Home > Enterprise >  error processing tweet json in R function: missing value where TRUE/FALSE needed
error processing tweet json in R function: missing value where TRUE/FALSE needed

Time:06-02

I am using a function which takes a raw tweet json file as input and outputs the retweet cascades.

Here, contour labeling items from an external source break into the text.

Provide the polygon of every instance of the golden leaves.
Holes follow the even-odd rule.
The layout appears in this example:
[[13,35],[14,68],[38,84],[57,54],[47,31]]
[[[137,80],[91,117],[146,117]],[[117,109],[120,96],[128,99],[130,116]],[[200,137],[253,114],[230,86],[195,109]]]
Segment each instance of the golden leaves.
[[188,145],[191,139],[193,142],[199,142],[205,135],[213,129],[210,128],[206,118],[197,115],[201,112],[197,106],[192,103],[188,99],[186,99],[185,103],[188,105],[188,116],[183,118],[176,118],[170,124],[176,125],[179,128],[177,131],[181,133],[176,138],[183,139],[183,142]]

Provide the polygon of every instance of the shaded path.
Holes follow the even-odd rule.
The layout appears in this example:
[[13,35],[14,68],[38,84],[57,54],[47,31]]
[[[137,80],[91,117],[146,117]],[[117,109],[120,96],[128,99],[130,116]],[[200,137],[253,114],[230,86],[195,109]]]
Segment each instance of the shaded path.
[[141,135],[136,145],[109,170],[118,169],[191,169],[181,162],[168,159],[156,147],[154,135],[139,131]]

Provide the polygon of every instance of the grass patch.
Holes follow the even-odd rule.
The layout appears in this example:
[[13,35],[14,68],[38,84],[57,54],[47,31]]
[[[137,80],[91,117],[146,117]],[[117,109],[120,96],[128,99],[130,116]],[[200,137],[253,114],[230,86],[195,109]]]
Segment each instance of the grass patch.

Here is a part of the function:

if (api_version == 2) {
    parse_tweet <- function(tweet, keep_text = F) {
      tryCatch({
        json_tweet <- jsonlite::fromJSON(tweet)
        id <- json_tweet$data$id
        magnitude <-zero_if_null(json_tweet$includes$users$public_metrics$followers_count)
        user_id <- json_tweet$data$author_id
        retweet_id <- NA

        if (keep_text) text <- json_tweet$data$text

        #if this tweet is a retweet, get original tweet's information
        if (!is.null(json_tweet$data$referenced_tweets) && json_tweet$data$referenced_tweets$type == 'retweeted') {
          retweet_id <- json_tweet$data$referenced_tweets$id  
          cat("retweet_id: ", retweet_id, "\n")
          if (keep_text) text <- NA 
       }
      },
      .... # warning for error processing json 
        )
   }
}

Here is the error:

Error processing json: Error in if (!is.null(json_tweet$data$referenced_tweets) && json_tweet$data$referenced_tweets$type == : missing value where TRUE/FALSE needed

I checked my json file to see the path to find the type of tweet (e.g., "retweeted", "quoted", or "replied_to") which are in this path: json_tweet-> data -> referenced_tweets -> type) but I don't know why the function returns missing values and null retweet ids.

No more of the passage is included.